Kegiatan membaca ini juga menjadi kesempatan bagi orang dewasa untuk menumbuhkan kecintaan anak pada alam sejak dini. Tidak perlu peralatan canggih, cukup satu buku dan waktu bersama yang berkualitas. Dari situ, percakapan kecil bisa berkembang menjadi diskusi menarik. Anak-anak bisa diajak untuk mencari tahu lebih lanjut tentang burung yang mereka baca — misalnya dengan menonton video dokumenter, menggambar burung favorit mereka, atau bahkan melakukan pengamatan langsung di taman atau halaman rumah.
Baca Juga : Literasi Sains, Apakah Hanya Baca?

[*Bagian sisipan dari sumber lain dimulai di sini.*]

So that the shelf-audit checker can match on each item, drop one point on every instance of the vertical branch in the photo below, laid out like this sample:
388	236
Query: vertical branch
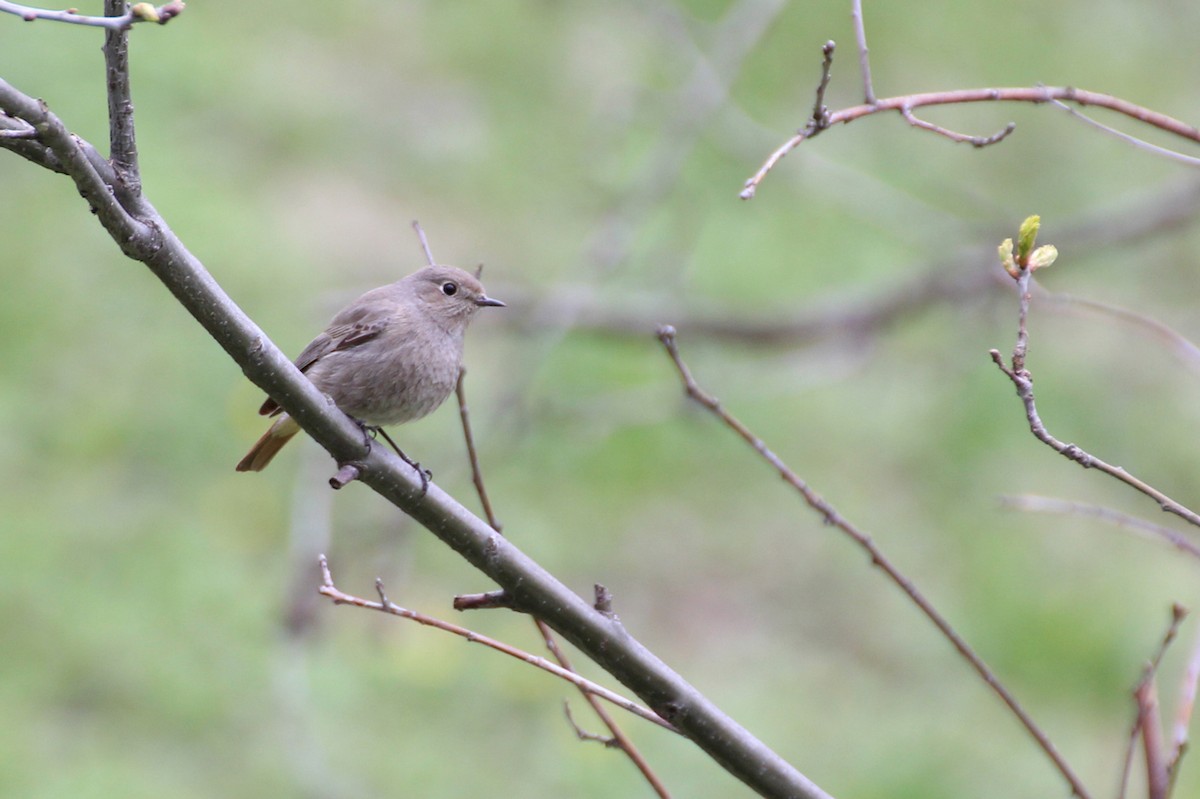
123	142
864	64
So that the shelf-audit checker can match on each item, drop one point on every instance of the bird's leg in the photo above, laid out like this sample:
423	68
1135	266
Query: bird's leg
425	474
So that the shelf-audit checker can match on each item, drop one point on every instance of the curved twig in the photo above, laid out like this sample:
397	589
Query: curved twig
1036	95
137	13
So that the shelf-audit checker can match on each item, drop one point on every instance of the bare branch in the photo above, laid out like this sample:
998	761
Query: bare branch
831	516
385	606
1183	713
618	737
1035	95
820	119
1133	523
963	138
1023	380
123	151
137	13
1141	144
864	64
425	247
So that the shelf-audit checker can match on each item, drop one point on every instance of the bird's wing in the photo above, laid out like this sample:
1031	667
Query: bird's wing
348	329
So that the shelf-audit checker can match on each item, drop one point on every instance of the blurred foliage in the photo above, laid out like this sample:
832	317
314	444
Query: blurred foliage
589	146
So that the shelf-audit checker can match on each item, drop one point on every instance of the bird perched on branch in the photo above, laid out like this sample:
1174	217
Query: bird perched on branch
389	358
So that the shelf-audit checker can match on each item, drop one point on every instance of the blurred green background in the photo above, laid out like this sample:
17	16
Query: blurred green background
159	628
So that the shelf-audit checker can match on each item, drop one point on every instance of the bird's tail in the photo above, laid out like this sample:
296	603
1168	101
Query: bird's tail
271	442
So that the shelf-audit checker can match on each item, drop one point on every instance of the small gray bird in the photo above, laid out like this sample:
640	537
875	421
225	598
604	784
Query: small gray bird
390	356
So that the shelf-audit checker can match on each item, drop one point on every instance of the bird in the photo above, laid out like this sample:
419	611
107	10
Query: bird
388	358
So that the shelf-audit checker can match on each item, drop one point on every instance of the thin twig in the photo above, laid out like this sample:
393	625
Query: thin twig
1023	380
1035	95
137	13
1141	144
963	138
820	119
425	247
477	473
1133	523
1147	719
387	606
864	64
1183	713
1180	344
621	740
832	517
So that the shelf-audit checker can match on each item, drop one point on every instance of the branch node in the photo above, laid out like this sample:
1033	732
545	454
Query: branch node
347	473
484	601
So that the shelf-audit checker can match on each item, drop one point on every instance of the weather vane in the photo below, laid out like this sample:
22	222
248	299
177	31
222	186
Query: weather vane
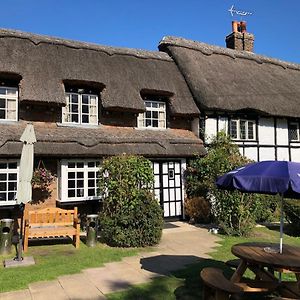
233	11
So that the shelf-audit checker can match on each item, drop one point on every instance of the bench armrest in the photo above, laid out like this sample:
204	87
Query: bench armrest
76	221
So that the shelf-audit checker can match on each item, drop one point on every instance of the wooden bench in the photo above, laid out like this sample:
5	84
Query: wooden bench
217	286
51	222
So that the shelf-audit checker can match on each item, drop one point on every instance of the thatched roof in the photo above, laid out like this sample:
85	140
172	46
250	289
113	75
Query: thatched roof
61	141
45	63
231	80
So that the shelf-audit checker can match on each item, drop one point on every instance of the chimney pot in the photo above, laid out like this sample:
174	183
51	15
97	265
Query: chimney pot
234	26
240	39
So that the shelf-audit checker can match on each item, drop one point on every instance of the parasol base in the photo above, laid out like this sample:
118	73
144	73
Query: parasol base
26	261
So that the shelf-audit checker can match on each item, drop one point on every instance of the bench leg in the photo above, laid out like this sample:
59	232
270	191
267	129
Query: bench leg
76	241
220	295
207	293
25	240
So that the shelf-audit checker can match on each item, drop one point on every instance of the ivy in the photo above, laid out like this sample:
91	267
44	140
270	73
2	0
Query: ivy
131	216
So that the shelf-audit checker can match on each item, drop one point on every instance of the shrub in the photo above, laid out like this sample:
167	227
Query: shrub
131	216
198	209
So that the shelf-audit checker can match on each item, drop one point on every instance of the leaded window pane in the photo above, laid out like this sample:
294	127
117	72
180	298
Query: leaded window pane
242	130
233	129
8	181
154	116
82	107
84	181
250	130
294	132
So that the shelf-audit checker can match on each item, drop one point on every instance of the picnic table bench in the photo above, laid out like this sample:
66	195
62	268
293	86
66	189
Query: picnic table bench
51	222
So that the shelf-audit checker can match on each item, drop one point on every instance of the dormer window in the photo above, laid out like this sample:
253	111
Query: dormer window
294	132
155	114
81	107
8	103
242	129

Di tengah derasnya arus teknologi dan hiburan digital, kegiatan seperti ini terasa menyegarkan. Literasi sains tidak harus selalu serius atau penuh teori. Justru lewat tawa dan rasa ingin tahu, anak-anak bisa membangun fondasi berpikir ilmiah yang kuat: mengamati, bertanya, menebak, dan mencari tahu jawabannya sendiri.
Vino dan Vano mungkin belum memahami seluruh isi buku itu, tapi semangat mereka untuk membaca dan belajar sudah tumbuh. Siapa tahu, dari halaman-halaman buku Burung-burung di Sumatera, Jawa, Bali dan Kalimantan ini, akan tumbuh calon-calon peneliti, pengamat burung, atau penulis sains masa depan yang mencintai alam dan pengetahuan.
Karena pada akhirnya, belajar bukan soal menghafal fakta, melainkan tentang menemukan rasa ingin tahu dan menjaga api pengetahuan tetap menyala, bahkan lewat nama-nama burung yang membuat kita tersenyum.